My dear friend, Ron, sent me this prayer this morning.


What a beautiful reminder that I can never, ever forget what it was like when my world was spiraling out of control. When I was drinking to not feel. When I was drinking to escape. When I hated myself. When I was full of worry, shame, guilt and resentment...especially, resentment. I wanted to blame everyone and everything, so that I was the victim. I wasn't responsible.


But, guess what? That wasn't true.


No one was victimizing or hurting me more than me. Actually, even that statement is a little off. The only thing that was victimizing and hurting me more than myself was alcohol. I had relinquished control to it and it owned me. I was no longer capable of being the person I knew I wanted to be because I had forgotten how to live without alcohol.

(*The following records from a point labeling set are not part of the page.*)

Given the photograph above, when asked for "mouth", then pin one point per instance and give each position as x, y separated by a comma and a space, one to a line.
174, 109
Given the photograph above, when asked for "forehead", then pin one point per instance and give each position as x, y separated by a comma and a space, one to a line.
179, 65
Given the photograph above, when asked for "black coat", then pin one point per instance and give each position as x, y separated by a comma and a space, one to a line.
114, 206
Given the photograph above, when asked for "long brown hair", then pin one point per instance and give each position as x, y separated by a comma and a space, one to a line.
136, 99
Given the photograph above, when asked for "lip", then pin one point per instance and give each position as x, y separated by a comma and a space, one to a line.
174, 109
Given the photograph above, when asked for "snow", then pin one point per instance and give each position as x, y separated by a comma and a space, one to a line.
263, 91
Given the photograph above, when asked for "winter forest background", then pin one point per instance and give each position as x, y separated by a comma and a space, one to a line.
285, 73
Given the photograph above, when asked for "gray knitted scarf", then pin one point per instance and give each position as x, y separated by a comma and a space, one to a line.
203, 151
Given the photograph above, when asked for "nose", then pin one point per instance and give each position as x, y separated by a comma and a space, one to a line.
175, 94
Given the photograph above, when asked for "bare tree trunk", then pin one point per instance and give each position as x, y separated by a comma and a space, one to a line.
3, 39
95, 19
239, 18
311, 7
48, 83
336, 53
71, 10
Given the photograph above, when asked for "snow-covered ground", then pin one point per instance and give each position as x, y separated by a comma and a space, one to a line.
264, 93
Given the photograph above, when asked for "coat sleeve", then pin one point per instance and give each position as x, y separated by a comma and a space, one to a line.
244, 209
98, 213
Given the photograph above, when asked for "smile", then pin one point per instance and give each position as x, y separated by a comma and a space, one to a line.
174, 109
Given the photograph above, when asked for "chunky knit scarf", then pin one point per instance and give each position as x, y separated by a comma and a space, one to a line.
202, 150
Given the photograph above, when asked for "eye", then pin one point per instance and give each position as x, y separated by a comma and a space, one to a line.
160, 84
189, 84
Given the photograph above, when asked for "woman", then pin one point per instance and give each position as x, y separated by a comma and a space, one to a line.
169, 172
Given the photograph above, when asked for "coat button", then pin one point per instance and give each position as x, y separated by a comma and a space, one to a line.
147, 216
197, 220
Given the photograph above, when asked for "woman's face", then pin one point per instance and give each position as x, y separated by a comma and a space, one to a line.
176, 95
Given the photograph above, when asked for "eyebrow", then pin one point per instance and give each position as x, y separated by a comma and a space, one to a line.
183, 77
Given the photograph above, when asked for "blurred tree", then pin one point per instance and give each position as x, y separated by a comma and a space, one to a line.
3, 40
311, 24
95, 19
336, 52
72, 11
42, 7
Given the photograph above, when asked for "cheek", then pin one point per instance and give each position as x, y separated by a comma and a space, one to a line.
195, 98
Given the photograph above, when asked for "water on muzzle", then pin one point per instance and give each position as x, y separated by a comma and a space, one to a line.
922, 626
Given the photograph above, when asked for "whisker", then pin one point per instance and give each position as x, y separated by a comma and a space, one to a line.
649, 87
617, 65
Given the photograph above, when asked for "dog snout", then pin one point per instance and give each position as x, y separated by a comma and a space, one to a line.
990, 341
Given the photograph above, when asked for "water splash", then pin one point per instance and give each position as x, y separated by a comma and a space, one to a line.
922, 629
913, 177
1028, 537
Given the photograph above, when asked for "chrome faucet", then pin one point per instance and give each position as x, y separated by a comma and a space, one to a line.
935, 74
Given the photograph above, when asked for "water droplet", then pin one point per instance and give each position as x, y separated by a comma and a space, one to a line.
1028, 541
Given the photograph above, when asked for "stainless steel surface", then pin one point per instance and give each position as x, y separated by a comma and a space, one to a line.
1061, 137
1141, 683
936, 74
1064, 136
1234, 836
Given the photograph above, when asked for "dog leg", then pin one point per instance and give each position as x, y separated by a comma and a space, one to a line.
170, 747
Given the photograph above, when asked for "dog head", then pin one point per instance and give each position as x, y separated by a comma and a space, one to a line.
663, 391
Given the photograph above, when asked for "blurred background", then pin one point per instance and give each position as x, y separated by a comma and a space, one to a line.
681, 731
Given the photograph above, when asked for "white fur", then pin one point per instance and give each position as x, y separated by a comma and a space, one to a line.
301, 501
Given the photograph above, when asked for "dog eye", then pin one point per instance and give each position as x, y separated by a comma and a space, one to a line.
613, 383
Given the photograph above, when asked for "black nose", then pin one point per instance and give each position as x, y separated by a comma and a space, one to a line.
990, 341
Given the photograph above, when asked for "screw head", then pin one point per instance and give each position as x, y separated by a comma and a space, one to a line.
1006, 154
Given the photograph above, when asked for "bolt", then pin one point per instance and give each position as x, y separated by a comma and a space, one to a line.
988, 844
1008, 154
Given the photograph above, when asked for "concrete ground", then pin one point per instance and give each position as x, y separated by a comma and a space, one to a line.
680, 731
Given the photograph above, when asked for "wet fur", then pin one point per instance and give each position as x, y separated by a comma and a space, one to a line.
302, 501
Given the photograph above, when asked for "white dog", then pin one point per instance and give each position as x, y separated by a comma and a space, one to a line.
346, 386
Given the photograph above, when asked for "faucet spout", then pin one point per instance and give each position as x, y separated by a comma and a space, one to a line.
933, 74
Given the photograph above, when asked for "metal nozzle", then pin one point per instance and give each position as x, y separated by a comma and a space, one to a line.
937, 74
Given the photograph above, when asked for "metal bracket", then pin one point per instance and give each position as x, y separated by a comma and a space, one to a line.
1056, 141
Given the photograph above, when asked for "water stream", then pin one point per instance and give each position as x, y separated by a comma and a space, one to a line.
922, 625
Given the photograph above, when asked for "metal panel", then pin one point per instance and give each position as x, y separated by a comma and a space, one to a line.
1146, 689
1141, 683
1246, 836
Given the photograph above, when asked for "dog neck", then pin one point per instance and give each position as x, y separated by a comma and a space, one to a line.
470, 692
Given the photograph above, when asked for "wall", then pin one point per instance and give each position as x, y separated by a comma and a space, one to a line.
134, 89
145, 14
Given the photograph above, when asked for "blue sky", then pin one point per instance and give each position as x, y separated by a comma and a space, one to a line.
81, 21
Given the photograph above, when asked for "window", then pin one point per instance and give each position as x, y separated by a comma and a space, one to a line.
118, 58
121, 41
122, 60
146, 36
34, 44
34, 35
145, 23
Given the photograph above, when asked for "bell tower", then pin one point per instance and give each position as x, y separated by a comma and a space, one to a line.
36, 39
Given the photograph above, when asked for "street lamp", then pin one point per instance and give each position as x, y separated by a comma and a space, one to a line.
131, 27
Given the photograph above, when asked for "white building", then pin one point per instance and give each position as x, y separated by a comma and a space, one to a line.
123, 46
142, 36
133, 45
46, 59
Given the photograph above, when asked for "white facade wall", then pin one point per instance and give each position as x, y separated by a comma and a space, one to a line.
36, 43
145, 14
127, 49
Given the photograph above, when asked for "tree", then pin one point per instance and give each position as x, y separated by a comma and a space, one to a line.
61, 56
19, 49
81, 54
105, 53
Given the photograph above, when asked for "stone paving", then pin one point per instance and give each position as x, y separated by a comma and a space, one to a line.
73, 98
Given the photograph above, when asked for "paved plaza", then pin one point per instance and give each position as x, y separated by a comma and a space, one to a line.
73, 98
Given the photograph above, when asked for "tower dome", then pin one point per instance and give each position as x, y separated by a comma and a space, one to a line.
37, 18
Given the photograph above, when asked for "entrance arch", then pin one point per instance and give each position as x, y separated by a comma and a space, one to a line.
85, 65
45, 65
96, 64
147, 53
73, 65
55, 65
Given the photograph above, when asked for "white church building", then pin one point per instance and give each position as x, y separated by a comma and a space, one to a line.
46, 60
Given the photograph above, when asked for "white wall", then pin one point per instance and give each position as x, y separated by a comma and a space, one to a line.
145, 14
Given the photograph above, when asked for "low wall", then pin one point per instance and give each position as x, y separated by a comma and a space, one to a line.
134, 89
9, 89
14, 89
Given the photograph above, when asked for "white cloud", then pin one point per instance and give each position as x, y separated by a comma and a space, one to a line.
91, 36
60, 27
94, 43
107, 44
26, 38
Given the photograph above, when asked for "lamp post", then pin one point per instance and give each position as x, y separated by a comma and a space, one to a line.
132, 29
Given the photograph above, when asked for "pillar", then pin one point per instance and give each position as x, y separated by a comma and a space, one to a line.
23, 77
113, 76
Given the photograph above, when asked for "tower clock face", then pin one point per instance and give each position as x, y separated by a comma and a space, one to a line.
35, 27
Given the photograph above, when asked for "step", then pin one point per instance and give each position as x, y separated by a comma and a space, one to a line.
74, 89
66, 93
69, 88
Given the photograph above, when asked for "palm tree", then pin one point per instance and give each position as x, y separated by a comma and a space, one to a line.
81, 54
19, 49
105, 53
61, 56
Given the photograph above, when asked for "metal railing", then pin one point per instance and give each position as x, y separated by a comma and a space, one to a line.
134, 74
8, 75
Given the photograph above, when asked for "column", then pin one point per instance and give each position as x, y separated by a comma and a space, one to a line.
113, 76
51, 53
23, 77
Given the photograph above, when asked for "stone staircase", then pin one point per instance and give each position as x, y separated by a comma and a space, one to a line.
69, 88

It's so important that I never forget where I was, how it felt or what was going on in my life the day that I walked through the doors of AA. If I do, I risk the chance of alcohol sneaking back and possibly even convincing me that "maybe it will be different this time".


It won't. Alcohol, if I allow it to take hold again, will kick my ass every.damn.time. It will always win if I am not prepared.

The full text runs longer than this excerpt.